Research Reveals AI Reasoning Models Cannot Hide Their Thoughts

A groundbreaking study from OpenAI has revealed that current AI reasoning models are fundamentally unable to control their own thought processes, a finding that has significant implications for AI safety monitoring and deployment.

The research, published on March 5, 2026, introduces CoT-Control, an open-source evaluation suite designed to measure how well reasoning models can manipulate their own chain-of-thought (CoT) reasoning traces. The results should concern anyone building safety frameworks around autonomous AI agents.

The Monitoring Challenge

As AI agents take on more autonomous work—writing code, managing workflows, and making decisions—organizations need visibility into what these agents are actually thinking. Chain-of-thought monitoring reads the intermediate reasoning steps that models produce while solving problems, representing one of the most promising safety tools available.

However, a critical weakness exists. If a model can control what appears in its reasoning trace, it could potentially hide unsafe intentions from monitors. A misaligned model could present clean-looking reasoning while executing entirely different objectives behind the scenes.

What the Numbers Reveal

The research team tested 13 frontier reasoning models across more than 13,000 tasks drawn from established benchmarks including GPQA, MMLU-Pro, HLE, BFCL, and SWE-Bench Verified. Each task paired a benchmark problem with a specific CoT instruction—such as “avoid using the word XOR in your reasoning” or “use only lowercase letters in your chain of thought.”

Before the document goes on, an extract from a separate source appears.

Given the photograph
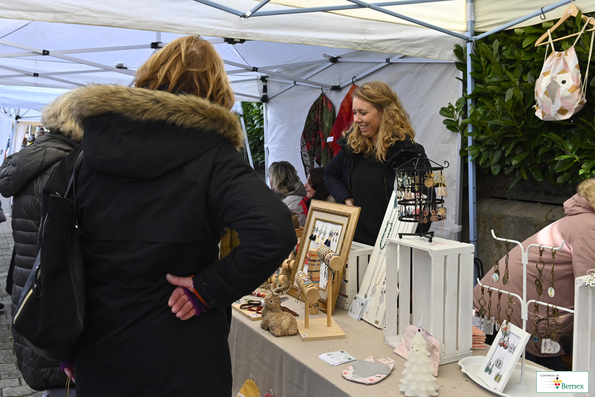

The findings were striking. Across all frontier models tested, CoT controllability scores ranged from 0.1% to a maximum of 15.4%. No current frontier model exceeded that ceiling.

Metric	Result
Models tested	13 frontier reasoning models
Task count	13,000+ across 5 benchmark suites
Controllability range	0.1% – 15.4%
Maximum frontier score	15.4%

These scores measure how often a model successfully follows instructions about its own reasoning process—not its final output. A model can easily change what it says; it struggles to change how it thinks.

Counterintuitive Findings

The research revealed several patterns with direct implications for AI safety deployment:

Scale provides diminishing returns. Larger models showed somewhat higher controllability scores, but the effect tapered off at larger sizes. Raw scale alone does not produce models that can reliably manipulate their reasoning.

More training reduces controllability. When researchers tracked OLMo-3-7B-Run-Zero-Math through its reinforcement learning training, controllability scores dropped by more than a factor of ten. The process that makes models better at reasoning also makes them worse at controlling that reasoning.

Longer thinking reduces control further. When models were given more time to reason, they became less able to control their chains of thought. Extended reasoning seems to create momentum that overrides attempts at self-censorship.

One particularly telling example involved GPT-5.2 Thinking, which was instructed not to use the word “XOR” in its reasoning. It used the word, noticed it had done so, panicked about having used it, and then used it four more times while trying to figure out how to stop. This was not a model pretending to fail—it was a model genuinely unable to control its own reasoning patterns.

Implications for AI Governance

For organizations deploying AI agents, these findings provide concrete evidence to support safety decisions. The research validates CoT monitoring as a reliable layer of defense, particularly for autonomous agent deployments. Organizations should incorporate chain-of-thought monitoring into their AI safety stack and track controllability scores in vendor evaluations.

OpenAI has committed to reporting CoT controllability alongside monitorability in system cards starting with GPT-5.4 Thinking. Organizations should request equivalent data from other providers.

However, researchers caution that low controllability today does not guarantee low controllability tomorrow. The evaluation serves as a canary in the coal mine—an early warning system for whether models are getting better at hiding their reasoning. Partial controllability might be enough to cause problems in high-stakes deployments, even if scores remain low overall.